Şayet bu sözler Çin’in Rusya’ya ekonomik ve askeri yardımının gelecek aylarda süreceği manasına geliyorsa, bu durumda ABD ve Avrupalı mütteifklerinin Rusya’yı durdurmak için attığı tüm adımların boşa çıkmasına yol açabilir.

Geçen hafta ABD Ulusal Güvenlik Danışmanı Jake Sullivan, Çinli mevkidaşıyla Roma’da bir ortaya geldi. Biden ve Şi de iki buçuk saati aşan bir telefon konuşması yaptı.

Bu noktada ABD tek başına hareket edemez. Hem ABD tıpkı vakitte Avrupa’nın işbirliği halinde Çin’i Rusya’dan uzak tutma konusunda ikna etmek için çalışması gerekiyor.

Çin’in son devirde tartışılan Rusya’nın G20’den çıkarılması konusunda takviye vermemesi ve yılın sonuna gerçek düzenlenecek olan tepeye Putin’in katılması gerektiğini söylemesi; Çin’in duruşuyla ilgili daha net bir fikir veriyor.

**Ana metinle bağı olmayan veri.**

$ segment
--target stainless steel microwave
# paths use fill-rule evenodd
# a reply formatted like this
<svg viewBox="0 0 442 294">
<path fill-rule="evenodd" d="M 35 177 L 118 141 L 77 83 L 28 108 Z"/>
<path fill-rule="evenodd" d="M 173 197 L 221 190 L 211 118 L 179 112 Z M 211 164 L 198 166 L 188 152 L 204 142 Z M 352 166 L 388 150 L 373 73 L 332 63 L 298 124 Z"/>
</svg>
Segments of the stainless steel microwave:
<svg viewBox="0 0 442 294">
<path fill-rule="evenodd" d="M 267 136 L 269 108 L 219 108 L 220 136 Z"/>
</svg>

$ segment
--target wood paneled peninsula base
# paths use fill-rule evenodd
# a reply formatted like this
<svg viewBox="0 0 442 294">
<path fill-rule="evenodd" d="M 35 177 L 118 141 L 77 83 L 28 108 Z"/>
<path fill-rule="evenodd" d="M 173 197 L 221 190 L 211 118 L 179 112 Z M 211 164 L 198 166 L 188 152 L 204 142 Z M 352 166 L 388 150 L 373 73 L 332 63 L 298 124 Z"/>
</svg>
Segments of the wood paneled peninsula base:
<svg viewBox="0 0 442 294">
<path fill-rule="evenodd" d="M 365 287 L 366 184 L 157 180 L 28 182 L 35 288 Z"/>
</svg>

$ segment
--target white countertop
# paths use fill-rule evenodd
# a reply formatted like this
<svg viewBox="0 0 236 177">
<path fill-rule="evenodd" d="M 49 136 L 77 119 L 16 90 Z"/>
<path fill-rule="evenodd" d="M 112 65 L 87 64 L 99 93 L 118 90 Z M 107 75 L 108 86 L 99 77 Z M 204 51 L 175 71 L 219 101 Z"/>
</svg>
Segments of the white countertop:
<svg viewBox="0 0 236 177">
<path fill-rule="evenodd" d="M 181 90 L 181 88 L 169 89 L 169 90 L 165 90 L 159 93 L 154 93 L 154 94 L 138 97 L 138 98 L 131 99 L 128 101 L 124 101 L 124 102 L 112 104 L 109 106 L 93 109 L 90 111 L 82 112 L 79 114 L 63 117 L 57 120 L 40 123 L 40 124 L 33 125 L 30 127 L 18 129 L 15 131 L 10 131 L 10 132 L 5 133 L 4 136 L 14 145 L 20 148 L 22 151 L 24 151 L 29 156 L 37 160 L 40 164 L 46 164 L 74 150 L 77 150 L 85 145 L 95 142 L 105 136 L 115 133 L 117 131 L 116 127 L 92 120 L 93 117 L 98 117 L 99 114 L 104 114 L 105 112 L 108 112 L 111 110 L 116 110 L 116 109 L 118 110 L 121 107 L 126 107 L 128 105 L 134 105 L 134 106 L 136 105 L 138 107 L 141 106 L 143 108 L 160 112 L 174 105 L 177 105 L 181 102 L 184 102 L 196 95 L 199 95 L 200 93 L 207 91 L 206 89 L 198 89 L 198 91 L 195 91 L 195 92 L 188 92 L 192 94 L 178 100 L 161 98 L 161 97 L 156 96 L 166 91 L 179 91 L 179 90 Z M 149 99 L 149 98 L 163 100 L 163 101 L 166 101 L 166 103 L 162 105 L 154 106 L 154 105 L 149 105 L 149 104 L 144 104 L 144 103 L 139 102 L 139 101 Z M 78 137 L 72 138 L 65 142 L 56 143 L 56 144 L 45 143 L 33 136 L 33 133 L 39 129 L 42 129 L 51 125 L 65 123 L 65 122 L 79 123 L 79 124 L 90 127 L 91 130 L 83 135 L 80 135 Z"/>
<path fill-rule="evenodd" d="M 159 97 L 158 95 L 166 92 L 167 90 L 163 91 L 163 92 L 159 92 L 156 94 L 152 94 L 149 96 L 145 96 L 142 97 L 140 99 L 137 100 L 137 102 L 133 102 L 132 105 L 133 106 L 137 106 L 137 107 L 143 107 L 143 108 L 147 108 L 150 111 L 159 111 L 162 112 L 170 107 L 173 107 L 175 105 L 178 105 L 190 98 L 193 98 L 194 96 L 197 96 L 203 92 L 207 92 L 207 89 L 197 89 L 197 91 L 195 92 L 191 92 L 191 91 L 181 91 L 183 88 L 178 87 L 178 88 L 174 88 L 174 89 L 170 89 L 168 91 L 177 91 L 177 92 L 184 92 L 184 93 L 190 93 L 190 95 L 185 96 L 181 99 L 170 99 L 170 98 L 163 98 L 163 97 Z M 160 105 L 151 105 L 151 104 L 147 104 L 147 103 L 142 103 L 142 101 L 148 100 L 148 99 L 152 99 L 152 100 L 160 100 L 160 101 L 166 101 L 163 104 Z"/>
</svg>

ABD üzere Avrupa da Çin eserleri için kilit ehemmiyette bir pazar. Çin’in Rusya’ya açıkça yardım yapması durumunda Çin’e yaptırım uygulanacağı konuşmaları bile Çin iktisadını etkilemeye yetti.

Lakin bu hususta dikkatli olmak gerekiyor zira Rusya ve Çin’i tıpkı kampa itme mümkünlüğü şu an için epey riskli bir adım olabilir.